# I need an easy king makral recipie



## johnf (Jan 20, 2012)

I've got about 10lbs of king fillets that I'm going to cook for a men's wild game supper in February. This is for a bunch of guys in Arkansas who have likely never seen a king much less ate one. They were all filleted and all the red is out. Fillets are around 1" thick 4" wide and cut to about 10-12" long. I would like to cook in some way to get something a bit bigger than bite size portions but not a full meal size. We do lots of samples of as many wild game animals as we can muster each year. 

I want something simple and relatively easy to prepare that will make them want more.


----------



## Splittine (Nov 24, 2007)

Wade's Fish dip

Baseline recipe.
3#*Tuna
3 bunches green onions.
12 oz. diced pimento
2 lemons
3 bricks cream cheese
1/2 cup diced jalapeno pepper
1/4 cup sweet relish
1/4 cup dill relish
1 cup mayo
1 tsp parsley
1 tsp garlic powder
olive oil

First, take cream cheese out, unwrap and put in large mixing bowl and allow it to go to room temp. While waiting on this, cut the tops of the onions (green part) and dice them in to roughly 1/4 inch slices. Put in separate bowl and set aside. Open and drain pimentos. I use a strainer and just pour them in it. Add the relishes and drain them also. Put relish and pimentos in the onion bowl. Cut two lemons in half and juice them. Add to relish and onions. Add parsley and garlic to this as well and mix. Dice jalapenos and add to onion/relish bowl. Next, using olive oil and a nonstick skillet, cook*tuna. As fillets are done, putt in a bowl and set aside. When*tuna*is cool enough to work with bare handed, crush it all up with your hands to a fairly fine consistency. Now, combine all ingredients into large mixing bowl over the cream cheese. Using a mixer, blend till completely mixed and fairly smooth. Put into covered serving dish, (I use a big Ziplock container), and allow it to set and rest overnight. Serve with favorite crackers, (Ritz or the like).
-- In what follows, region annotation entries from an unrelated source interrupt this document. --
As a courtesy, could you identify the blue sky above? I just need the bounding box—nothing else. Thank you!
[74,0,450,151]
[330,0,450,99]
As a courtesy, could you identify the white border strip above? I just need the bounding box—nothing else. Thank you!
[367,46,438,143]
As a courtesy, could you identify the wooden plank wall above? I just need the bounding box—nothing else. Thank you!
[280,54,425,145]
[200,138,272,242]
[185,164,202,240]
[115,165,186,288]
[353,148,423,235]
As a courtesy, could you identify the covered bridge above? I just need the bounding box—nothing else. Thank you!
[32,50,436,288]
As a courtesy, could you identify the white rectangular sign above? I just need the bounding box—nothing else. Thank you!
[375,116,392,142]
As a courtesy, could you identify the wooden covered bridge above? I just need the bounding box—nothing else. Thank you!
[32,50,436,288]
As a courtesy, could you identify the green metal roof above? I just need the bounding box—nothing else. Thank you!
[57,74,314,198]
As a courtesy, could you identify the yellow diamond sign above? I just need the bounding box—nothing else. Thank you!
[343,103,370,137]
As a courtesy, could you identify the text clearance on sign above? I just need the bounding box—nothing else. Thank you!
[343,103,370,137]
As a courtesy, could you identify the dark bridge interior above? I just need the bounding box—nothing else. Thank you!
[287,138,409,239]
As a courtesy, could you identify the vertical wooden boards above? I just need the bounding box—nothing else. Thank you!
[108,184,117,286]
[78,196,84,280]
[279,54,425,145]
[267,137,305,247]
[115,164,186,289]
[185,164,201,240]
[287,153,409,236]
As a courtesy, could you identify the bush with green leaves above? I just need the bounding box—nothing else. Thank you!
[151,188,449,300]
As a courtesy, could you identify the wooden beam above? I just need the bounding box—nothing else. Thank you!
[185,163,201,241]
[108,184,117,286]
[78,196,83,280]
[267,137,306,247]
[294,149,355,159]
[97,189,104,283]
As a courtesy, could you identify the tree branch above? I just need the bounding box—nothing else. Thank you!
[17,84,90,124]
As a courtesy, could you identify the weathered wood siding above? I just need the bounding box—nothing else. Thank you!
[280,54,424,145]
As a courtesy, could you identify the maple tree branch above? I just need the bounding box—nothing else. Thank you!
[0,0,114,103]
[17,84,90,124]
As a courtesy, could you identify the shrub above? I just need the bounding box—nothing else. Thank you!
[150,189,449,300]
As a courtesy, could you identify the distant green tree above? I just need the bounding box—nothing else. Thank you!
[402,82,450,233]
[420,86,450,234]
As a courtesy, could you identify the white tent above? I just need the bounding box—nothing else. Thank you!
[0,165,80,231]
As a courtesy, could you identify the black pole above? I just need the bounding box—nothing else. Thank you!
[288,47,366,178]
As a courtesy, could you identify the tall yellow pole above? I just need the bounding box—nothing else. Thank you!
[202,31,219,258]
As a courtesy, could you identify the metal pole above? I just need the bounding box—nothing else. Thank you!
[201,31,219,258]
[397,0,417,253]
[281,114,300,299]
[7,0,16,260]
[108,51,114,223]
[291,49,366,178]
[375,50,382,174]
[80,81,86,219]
It can be modified for heat and consistency with extra mayo, more jalapenos or cayenne pepper


This is Downtime2 recipe and it's damn good. There quite a few members on here that use it


----------



## Bodupp (Oct 3, 2007)

Cut into 2" pieces and soak in milk/egg mixture (1 egg per 1 cup of milk)overnight. Roll in Louisiana Fish Fry (red, white, blue pkg). Fry 'em up!


----------



## BananaTom (Feb 16, 2008)

Bodupp said:


> Cut into 2" pieces and soak in milk/egg mixture (1 egg per 1 cup of milk)overnight. Roll in Louisiana Fish Fry (red, white, blue pkg). Fry 'em up!


I like to use Yellow Mustard, instead of mike and egg.


----------



## CurDog (Nov 14, 2010)

Put 'em on the grill. Use the thick aluminum foil and lay over over the grill rack, fold edges up, to keep the juices from spilling out. Melt butter on the foil, lay your fillets on, add your spices, something like lemon pepper salt, etc... Just keep enough butter on the foil to keep the fillets from sticking, by sliding the fillets around. Usually you don't need to flip 'em. I like mine when they start flaking apart when trying to move them around, others like them not as flaky (cook a little longer). Enjoy.


----------



## off route II (Sep 28, 2007)

cut pieces about the size of your hand, put in pin fish trap and use pin fish to try and catch something edible


----------



## Russian (Jan 13, 2009)

Smoke it and serve smoked or put it into a smoked fish dip

Marinate in Soy Sauce, Brown Sugar, and a drop of sesame seed oil
You want a decent amount of brown sugar mixed with soy sauce to get a thicker consistency here
Marinate for an hour or two
Grill on high heat
Cook quick on both sides be careful not to let it burn

These are the two ways I cook it, but prefer it smoked over anything else. 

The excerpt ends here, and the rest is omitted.